When people think of the outlaw country movement, Willie Nelson's name is one of the first that comes to mind. Defined by a brand new sound, the outlaw country movement was fueled by the rowdy and rebellious attitudes of the artists who pioneered it.
Nelson allegedly pulled off the ultimate act of rebellion while he was in Washington D.C. in the late 1970s. President Jimmy Carter was in office at the time, and he happened to be good friends with Nelson. He invited Nelson to the White House for dinner one night, and the rest as they say, is history.
Legend has it that while visiting the White House on that occasion, Nelson climbed up to the roof and smoked some marijuana. You would think the story is that simple, but there's a lot more to unravel.
The tale of Nelson's famous smoke session first came up in his 1988 autobiography Willie: An Autobiography:
"Sitting on the roof of the White House in Washington, D.C. late last night with a beer in one hand and a fat Austin Torpedo in the other. My companion on the roof was pointing out to me the sights and layout of how the streets run in Washington...I let the weed cover me with a pleasing cloud...I guess the roof of the White House is the safest place to smoke dope."
For some time, Nelson refrained from naming the companion that joined him on the White House roof that night. The story didn't really come up that much more until author Joe Nick Patoski published a biography about Nelson in 2008, titled Willie Nelson: An Epic Life.
Patoski provided further support for Nelson's story in his autobiography. He dropped a hint about who his smoking buddy was that night, saying it was "one of the Carter boys."
Nelson continued to remain coy about the story when asked about it in interviews. In 2012, a CNN reporter asked him "Is it true you rolled a joint on the roof of the White House?"
Nelson's response to the question was priceless:
"No I rolled it before I got up there," he said before taking a sip from his coffee.
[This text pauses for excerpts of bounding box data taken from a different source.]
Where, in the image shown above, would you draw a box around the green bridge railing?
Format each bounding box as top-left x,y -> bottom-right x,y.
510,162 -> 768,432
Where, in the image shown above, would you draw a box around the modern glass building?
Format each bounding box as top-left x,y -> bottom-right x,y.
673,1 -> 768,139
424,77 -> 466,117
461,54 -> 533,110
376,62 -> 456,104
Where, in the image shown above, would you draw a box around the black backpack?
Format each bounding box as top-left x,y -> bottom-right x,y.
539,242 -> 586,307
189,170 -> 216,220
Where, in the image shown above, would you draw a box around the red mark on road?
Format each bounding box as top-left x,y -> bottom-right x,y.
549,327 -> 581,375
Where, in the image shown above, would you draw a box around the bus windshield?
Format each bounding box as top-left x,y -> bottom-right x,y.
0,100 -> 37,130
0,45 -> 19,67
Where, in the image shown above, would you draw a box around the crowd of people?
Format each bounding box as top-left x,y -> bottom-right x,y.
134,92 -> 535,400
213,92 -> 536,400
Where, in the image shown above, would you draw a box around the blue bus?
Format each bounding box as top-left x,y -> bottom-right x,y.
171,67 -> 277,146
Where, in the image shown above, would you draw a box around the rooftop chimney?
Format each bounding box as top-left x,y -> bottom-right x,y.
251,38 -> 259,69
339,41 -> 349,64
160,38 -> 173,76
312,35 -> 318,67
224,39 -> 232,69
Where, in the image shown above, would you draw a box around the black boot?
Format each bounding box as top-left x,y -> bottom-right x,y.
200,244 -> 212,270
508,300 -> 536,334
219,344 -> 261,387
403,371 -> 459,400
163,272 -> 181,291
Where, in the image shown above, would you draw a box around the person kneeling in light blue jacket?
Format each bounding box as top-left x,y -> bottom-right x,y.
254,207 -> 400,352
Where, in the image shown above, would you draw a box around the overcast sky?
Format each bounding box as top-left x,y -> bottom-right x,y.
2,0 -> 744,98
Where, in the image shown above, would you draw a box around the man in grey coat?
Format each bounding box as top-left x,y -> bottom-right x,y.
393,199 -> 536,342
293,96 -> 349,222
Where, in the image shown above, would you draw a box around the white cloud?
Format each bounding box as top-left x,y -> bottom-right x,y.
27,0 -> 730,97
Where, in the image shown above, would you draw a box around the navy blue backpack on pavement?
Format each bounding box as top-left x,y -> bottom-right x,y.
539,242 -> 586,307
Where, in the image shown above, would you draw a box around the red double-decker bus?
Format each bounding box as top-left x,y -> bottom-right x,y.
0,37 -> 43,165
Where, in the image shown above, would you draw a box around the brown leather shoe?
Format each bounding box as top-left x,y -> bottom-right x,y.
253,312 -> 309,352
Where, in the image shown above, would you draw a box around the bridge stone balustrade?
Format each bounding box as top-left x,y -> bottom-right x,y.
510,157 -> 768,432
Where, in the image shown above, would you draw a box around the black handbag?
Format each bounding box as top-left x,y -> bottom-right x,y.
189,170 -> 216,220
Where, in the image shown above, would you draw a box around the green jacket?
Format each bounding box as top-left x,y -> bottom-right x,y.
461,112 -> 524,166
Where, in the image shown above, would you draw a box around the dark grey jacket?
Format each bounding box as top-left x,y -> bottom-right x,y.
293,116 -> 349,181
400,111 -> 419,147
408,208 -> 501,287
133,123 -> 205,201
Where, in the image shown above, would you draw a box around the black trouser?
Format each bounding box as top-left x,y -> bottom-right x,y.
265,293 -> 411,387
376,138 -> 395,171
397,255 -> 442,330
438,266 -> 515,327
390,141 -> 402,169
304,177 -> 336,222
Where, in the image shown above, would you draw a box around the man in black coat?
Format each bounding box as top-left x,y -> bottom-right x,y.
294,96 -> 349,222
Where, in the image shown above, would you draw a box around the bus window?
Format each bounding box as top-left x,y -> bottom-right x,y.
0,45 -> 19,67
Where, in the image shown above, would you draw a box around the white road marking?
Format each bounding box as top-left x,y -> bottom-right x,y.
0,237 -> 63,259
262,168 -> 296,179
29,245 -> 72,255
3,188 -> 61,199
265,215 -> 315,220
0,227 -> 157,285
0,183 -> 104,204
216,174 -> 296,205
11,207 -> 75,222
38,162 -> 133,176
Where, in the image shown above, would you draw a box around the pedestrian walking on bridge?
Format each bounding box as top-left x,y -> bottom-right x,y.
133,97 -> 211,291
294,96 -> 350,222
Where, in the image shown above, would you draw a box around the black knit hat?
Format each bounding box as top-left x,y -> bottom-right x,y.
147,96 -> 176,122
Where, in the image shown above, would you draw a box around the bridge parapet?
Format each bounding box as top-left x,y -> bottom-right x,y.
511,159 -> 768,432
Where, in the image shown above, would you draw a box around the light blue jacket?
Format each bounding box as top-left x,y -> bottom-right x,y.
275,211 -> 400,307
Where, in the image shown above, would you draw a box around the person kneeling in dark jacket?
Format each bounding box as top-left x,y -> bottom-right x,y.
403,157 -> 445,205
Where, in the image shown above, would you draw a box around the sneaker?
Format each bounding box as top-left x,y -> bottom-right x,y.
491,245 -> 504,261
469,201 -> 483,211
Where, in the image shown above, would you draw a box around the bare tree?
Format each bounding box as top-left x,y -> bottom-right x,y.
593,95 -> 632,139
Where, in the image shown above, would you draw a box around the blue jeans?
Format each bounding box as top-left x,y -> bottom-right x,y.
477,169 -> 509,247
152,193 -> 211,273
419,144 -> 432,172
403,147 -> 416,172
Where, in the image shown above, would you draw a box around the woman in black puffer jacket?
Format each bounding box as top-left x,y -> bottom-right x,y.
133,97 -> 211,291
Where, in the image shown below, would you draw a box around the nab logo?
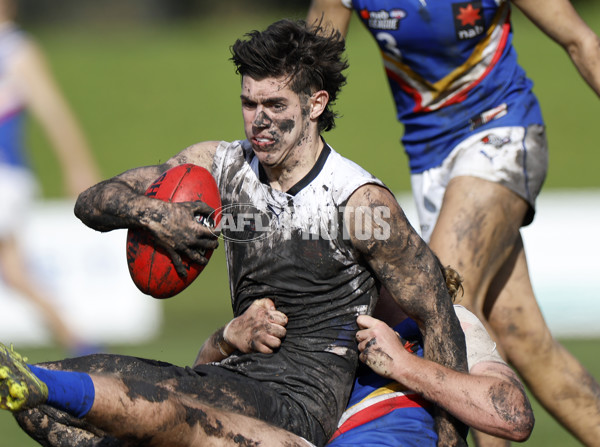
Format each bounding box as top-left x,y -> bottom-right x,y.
209,203 -> 272,242
452,1 -> 485,40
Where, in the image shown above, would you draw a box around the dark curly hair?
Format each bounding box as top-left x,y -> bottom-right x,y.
231,19 -> 348,132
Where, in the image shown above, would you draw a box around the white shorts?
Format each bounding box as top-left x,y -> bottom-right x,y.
411,125 -> 548,242
0,164 -> 39,240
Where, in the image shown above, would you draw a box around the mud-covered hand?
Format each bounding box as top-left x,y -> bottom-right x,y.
147,201 -> 219,278
356,315 -> 412,380
223,298 -> 287,354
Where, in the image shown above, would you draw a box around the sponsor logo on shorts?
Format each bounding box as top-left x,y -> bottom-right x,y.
206,203 -> 391,243
359,9 -> 406,31
481,133 -> 511,149
452,1 -> 485,40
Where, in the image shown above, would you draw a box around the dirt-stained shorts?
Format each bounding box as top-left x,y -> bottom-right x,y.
0,163 -> 38,241
411,125 -> 548,242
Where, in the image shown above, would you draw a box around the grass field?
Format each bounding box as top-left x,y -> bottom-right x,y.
0,2 -> 600,447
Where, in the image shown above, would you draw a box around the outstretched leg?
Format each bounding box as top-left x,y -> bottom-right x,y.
0,355 -> 310,447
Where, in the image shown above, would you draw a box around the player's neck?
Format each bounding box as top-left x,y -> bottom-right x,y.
263,136 -> 325,191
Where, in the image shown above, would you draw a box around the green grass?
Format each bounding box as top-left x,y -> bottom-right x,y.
0,2 -> 600,447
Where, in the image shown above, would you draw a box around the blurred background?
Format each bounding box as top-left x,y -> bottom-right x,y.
0,0 -> 600,447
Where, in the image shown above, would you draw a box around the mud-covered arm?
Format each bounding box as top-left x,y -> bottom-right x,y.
344,185 -> 467,445
357,315 -> 534,442
512,0 -> 600,96
75,142 -> 218,274
306,0 -> 352,36
194,298 -> 287,366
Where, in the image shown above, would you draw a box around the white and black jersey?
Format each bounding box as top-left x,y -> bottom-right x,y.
213,141 -> 383,440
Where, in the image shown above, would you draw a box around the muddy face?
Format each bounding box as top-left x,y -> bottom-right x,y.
241,76 -> 310,169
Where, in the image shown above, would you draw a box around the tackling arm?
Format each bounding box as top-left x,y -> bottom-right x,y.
194,298 -> 287,366
344,185 -> 467,445
512,0 -> 600,96
357,315 -> 534,442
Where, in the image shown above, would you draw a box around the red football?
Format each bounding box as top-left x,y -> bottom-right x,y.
127,164 -> 221,298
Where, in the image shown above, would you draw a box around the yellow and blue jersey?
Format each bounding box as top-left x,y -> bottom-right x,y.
340,0 -> 543,173
327,319 -> 437,447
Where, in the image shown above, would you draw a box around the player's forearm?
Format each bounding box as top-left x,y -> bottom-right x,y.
393,356 -> 533,442
567,30 -> 600,96
75,173 -> 162,231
Then, Nelson described the story once again in his 2015 autobiography It's a Long Story: My Life:
"Getting stoned on the roof of the White House, you can't help but turn inward," he wrote in the book.
But when asked about the incident during an interview with Jimmy Kimmel, he went back to being coy once more. "I've heard that once you get up there [on the roof of the White House], all the streets are coming in at you from different directions," he said.
The biggest revelation in this bizzare story emerged a few months after the release of It's a Long Story. It happened when Nelson was being interviewed by GQ, as he basically admitted who his companion was on that night.
When the interviewer asked if it was President Carter's middle son, Chip, that joined him for his smoke session, Nelson came as close to confirming it as possible. "Looked a lot like," he said. "Could have been, yeah."
In conclusion, Nelson told GQ that while he isn't going to deny the White House roof story, it's not something he feels the need to mention a bunch:
"Well, I don't really go around bragging about that. It happened, and it's something that I don't deny, you know, but I don't bring it up all the time."
However, country fans like to constantly recall the story of Nelson's White House escapades. Since the story is so off-the-wall, they view it as the perfect way of defining just how wild country music can really be.